Fig. 3: Schematic illustration of the proposed algorithm.
figure 3

Every circle above illustrates a microbiome with different microbes, each having its own metabolic network. At each step, indicated by the coloured squares, various steps described in the formulation are illustrated. Triangles indicate secreted metabolites from each of the microbiomes (objective, such as SCFA production). The minimisation is done in steps C and D, employing constraints based on the growth and production rates obtained from steps A and B.
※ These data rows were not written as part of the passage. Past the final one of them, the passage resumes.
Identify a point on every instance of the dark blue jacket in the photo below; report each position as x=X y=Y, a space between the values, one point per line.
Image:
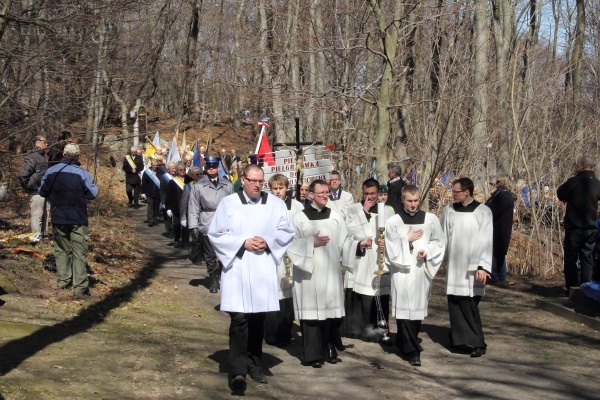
x=67 y=187
x=582 y=194
x=149 y=188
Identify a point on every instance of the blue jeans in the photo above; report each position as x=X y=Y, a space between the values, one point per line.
x=498 y=274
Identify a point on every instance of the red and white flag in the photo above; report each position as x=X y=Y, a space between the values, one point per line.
x=263 y=148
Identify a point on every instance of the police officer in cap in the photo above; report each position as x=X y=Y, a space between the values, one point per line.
x=205 y=196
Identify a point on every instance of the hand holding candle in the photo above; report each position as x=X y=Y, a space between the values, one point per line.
x=380 y=215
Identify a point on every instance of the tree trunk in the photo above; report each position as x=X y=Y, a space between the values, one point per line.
x=480 y=105
x=389 y=36
x=577 y=57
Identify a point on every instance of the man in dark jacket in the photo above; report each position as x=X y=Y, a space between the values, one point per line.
x=133 y=164
x=172 y=200
x=581 y=193
x=56 y=150
x=68 y=187
x=151 y=188
x=395 y=185
x=33 y=170
x=502 y=204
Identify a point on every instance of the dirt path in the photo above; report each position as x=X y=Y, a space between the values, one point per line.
x=161 y=337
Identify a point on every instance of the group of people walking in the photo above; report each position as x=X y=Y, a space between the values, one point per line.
x=331 y=263
x=337 y=266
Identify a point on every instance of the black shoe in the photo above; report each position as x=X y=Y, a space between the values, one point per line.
x=478 y=352
x=214 y=285
x=258 y=377
x=340 y=346
x=331 y=355
x=415 y=361
x=82 y=294
x=238 y=383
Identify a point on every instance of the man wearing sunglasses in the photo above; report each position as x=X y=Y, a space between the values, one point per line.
x=33 y=170
x=250 y=231
x=468 y=227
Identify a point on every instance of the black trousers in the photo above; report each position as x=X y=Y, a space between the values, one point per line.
x=133 y=193
x=176 y=227
x=407 y=338
x=246 y=333
x=465 y=322
x=197 y=250
x=212 y=265
x=368 y=310
x=152 y=209
x=579 y=245
x=352 y=323
x=316 y=335
x=168 y=223
x=278 y=324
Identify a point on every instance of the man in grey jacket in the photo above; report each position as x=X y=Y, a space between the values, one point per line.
x=582 y=194
x=31 y=174
x=205 y=196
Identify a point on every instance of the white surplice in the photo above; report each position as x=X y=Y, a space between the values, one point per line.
x=411 y=276
x=317 y=289
x=249 y=284
x=363 y=268
x=469 y=241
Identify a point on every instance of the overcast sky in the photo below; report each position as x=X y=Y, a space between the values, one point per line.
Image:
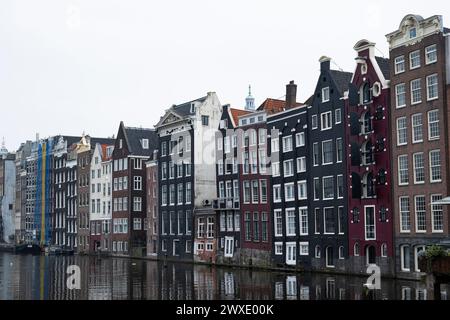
x=68 y=66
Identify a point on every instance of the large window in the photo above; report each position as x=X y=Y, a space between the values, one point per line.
x=327 y=152
x=437 y=216
x=417 y=125
x=405 y=221
x=432 y=87
x=329 y=221
x=435 y=166
x=420 y=208
x=326 y=120
x=402 y=131
x=433 y=125
x=399 y=64
x=416 y=91
x=400 y=95
x=290 y=222
x=370 y=223
x=303 y=217
x=278 y=223
x=431 y=54
x=403 y=174
x=414 y=59
x=328 y=188
x=419 y=168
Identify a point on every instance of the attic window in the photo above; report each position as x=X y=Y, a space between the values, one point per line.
x=144 y=143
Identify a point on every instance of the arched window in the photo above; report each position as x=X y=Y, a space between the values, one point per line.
x=356 y=249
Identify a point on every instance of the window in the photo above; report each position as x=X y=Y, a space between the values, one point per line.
x=255 y=191
x=327 y=152
x=137 y=204
x=300 y=139
x=417 y=125
x=302 y=193
x=316 y=154
x=316 y=189
x=370 y=223
x=188 y=192
x=402 y=131
x=277 y=193
x=248 y=221
x=275 y=169
x=304 y=248
x=278 y=223
x=400 y=94
x=432 y=87
x=420 y=206
x=278 y=248
x=137 y=183
x=205 y=120
x=263 y=191
x=405 y=223
x=430 y=54
x=433 y=125
x=399 y=64
x=403 y=174
x=416 y=91
x=275 y=144
x=303 y=221
x=326 y=121
x=180 y=194
x=338 y=116
x=314 y=122
x=328 y=188
x=328 y=221
x=419 y=168
x=288 y=168
x=437 y=214
x=287 y=144
x=289 y=193
x=435 y=166
x=339 y=150
x=290 y=222
x=247 y=192
x=325 y=94
x=405 y=257
x=340 y=186
x=414 y=59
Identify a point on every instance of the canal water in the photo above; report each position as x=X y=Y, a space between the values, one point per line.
x=27 y=277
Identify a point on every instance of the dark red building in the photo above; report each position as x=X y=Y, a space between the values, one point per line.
x=369 y=163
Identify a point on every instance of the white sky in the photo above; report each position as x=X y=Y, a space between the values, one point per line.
x=68 y=66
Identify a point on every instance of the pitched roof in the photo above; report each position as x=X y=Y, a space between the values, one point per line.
x=134 y=138
x=236 y=113
x=341 y=80
x=184 y=109
x=384 y=66
x=272 y=106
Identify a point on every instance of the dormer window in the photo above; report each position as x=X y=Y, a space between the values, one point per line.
x=412 y=32
x=144 y=143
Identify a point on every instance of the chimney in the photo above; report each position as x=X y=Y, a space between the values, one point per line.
x=324 y=63
x=291 y=95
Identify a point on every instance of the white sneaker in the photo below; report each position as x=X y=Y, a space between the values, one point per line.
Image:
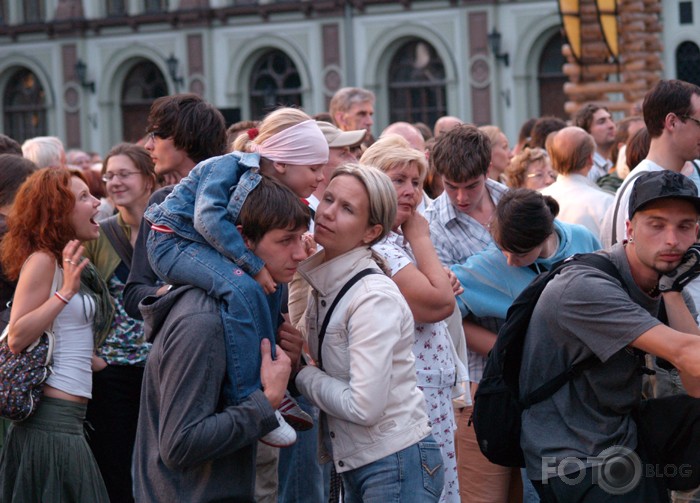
x=282 y=436
x=295 y=415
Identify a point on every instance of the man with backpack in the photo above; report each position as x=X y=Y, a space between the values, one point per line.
x=593 y=439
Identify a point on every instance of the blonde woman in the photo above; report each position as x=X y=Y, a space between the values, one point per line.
x=361 y=371
x=417 y=271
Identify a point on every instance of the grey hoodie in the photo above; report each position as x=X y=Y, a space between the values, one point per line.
x=189 y=447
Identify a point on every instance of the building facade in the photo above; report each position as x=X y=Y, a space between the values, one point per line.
x=87 y=71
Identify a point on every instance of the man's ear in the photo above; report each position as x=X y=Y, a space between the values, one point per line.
x=248 y=243
x=372 y=233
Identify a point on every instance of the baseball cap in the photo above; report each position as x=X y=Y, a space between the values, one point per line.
x=337 y=138
x=662 y=185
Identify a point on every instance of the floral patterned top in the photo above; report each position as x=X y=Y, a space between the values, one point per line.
x=432 y=345
x=125 y=344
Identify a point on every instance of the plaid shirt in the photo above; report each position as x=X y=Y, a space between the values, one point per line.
x=456 y=237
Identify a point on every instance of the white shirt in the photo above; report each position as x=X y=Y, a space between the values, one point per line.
x=580 y=201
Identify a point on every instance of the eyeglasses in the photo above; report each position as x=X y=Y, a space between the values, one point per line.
x=155 y=134
x=696 y=121
x=108 y=177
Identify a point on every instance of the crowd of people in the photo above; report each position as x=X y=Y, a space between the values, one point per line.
x=292 y=310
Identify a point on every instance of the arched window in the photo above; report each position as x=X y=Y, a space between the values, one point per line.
x=551 y=78
x=143 y=84
x=688 y=62
x=274 y=82
x=416 y=84
x=24 y=106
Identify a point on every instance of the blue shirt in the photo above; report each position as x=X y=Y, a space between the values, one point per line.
x=491 y=285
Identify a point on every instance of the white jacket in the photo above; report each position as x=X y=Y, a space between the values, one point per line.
x=367 y=388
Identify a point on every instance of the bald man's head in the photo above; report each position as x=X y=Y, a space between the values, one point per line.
x=409 y=132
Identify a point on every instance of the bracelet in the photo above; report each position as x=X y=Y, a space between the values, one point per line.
x=61 y=297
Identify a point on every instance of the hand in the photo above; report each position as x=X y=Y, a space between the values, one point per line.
x=310 y=246
x=266 y=281
x=274 y=374
x=291 y=341
x=415 y=226
x=98 y=363
x=687 y=270
x=456 y=285
x=73 y=265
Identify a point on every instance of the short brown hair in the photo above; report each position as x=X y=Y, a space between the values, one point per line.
x=666 y=97
x=269 y=206
x=461 y=154
x=584 y=117
x=566 y=160
x=523 y=219
x=194 y=125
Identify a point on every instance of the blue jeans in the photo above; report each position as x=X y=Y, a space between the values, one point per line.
x=247 y=314
x=302 y=479
x=414 y=474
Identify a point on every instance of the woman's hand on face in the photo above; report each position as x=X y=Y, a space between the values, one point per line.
x=310 y=245
x=73 y=265
x=415 y=226
x=457 y=288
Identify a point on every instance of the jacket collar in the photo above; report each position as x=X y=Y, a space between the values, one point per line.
x=327 y=277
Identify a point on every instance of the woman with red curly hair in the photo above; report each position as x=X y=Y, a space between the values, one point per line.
x=46 y=457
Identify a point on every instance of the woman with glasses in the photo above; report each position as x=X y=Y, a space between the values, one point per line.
x=116 y=390
x=530 y=169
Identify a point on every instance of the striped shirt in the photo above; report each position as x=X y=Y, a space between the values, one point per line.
x=456 y=237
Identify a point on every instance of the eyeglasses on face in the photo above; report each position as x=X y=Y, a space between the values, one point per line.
x=123 y=175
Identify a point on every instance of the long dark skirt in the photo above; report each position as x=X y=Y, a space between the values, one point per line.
x=46 y=458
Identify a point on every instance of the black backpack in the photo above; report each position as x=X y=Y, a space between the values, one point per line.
x=497 y=409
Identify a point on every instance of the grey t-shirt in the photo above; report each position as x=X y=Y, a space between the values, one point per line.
x=582 y=312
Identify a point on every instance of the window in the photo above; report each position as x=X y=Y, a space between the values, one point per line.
x=551 y=79
x=688 y=62
x=143 y=84
x=685 y=11
x=25 y=107
x=116 y=8
x=274 y=82
x=416 y=84
x=156 y=6
x=33 y=11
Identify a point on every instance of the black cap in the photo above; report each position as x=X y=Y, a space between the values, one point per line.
x=662 y=185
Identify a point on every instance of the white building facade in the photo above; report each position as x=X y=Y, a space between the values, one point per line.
x=423 y=59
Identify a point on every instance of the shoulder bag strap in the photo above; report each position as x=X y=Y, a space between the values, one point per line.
x=357 y=277
x=117 y=238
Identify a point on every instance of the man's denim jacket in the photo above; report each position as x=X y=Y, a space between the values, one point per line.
x=204 y=206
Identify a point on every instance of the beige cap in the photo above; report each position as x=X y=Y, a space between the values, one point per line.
x=337 y=138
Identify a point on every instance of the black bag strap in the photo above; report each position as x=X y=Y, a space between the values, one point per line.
x=553 y=385
x=116 y=236
x=347 y=286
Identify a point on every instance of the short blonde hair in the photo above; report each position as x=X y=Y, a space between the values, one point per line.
x=380 y=192
x=517 y=169
x=391 y=151
x=44 y=151
x=273 y=123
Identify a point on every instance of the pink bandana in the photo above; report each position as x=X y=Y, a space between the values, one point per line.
x=302 y=144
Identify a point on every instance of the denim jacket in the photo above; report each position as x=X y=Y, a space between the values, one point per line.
x=204 y=206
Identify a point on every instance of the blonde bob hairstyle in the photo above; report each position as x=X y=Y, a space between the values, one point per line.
x=380 y=192
x=273 y=123
x=392 y=151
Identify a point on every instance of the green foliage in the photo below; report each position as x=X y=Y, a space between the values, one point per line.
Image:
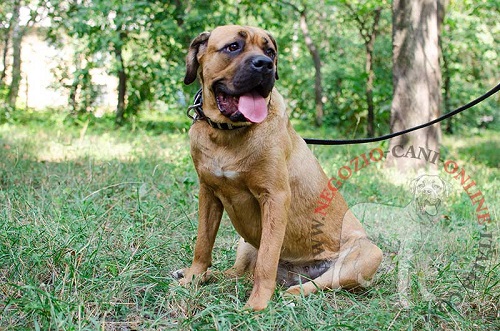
x=154 y=36
x=94 y=220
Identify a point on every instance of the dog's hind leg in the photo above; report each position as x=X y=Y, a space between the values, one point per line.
x=246 y=256
x=355 y=266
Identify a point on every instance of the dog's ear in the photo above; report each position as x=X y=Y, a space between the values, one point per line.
x=276 y=48
x=192 y=64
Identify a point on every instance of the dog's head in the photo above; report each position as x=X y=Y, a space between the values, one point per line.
x=236 y=66
x=429 y=191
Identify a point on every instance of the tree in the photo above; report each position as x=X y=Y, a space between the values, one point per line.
x=367 y=18
x=416 y=78
x=17 y=37
x=314 y=52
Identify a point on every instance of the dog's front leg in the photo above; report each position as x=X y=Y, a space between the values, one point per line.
x=274 y=217
x=209 y=217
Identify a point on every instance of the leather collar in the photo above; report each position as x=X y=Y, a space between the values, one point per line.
x=199 y=115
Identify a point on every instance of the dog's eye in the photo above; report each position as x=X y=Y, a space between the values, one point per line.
x=271 y=53
x=232 y=47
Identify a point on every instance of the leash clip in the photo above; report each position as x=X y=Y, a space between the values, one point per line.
x=197 y=107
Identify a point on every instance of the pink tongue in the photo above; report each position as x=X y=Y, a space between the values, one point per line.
x=253 y=107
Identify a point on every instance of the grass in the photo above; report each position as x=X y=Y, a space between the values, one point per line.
x=93 y=221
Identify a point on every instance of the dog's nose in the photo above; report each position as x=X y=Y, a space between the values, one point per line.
x=262 y=64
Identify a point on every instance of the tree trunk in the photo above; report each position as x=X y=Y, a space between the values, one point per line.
x=368 y=34
x=369 y=45
x=416 y=81
x=313 y=50
x=17 y=37
x=122 y=82
x=6 y=42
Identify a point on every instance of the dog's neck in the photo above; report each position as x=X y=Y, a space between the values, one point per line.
x=199 y=115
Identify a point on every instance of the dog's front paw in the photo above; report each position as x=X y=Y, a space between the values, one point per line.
x=185 y=276
x=178 y=274
x=294 y=290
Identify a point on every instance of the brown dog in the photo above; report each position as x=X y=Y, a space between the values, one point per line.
x=251 y=163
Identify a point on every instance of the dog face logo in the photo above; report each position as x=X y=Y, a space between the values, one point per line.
x=429 y=191
x=238 y=71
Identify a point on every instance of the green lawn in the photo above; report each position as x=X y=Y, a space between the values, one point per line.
x=94 y=220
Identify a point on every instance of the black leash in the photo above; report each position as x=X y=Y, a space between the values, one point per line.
x=395 y=134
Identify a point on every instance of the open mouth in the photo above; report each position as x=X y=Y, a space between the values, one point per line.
x=249 y=106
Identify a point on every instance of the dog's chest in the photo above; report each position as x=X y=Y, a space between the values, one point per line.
x=219 y=169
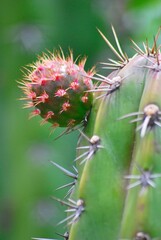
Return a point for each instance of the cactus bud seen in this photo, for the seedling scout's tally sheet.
(57, 87)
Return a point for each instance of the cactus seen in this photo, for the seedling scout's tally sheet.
(56, 87)
(115, 193)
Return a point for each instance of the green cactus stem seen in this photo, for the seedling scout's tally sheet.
(116, 193)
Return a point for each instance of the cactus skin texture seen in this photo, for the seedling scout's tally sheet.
(116, 193)
(57, 87)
Generation of synthetic community to validate ‘minMicrobiome’ algorithm

We employed a synthetic community comprising nine microorganisms to evaluate the ‘minMicrobiome’ algorithm, which identifies the minimal set of microorganisms within a community capable of producing a desired metabolic function. The microorganisms within this synthetic community were deliberately selected to encompass key butyrate and acetate producers, as well as those unable to produce acetate and butyrate. Using community FBA in MATLAB, we validated the growth of all microorganisms within the community and analysed the production of desired metabolites like SCFAs. The microorganisms are selected based on their capability for acetate and butyrate production: (i) Acetate and butyrate producers -Escherichia coli, Bifidobacterium adolescentis, Faecalibacterium prausnitzii, and Eubacterium rectale; (ii) Butyrate producers - Helicobacterpylori; (iii) Acetate producers -Blautia wexlerae and Clostridium scindens; and (iv) butyrate and acetate non-producers - Bartonella quintanaand Burkholderiales bacterium. The algorithm aims to identify the key contributors to acetate/butyrate production, supporting the growth of a minimal set of organisms within a community. Although seven microbes with potential for inclusion in the minimal microbiome were added, the algorithm is anticipated to select organisms with higher metabolite production rates, minimising functional redundancy within the community.

Reporting summary

Further information on research design is available in the Nature Research Reporting Summary linked to this article.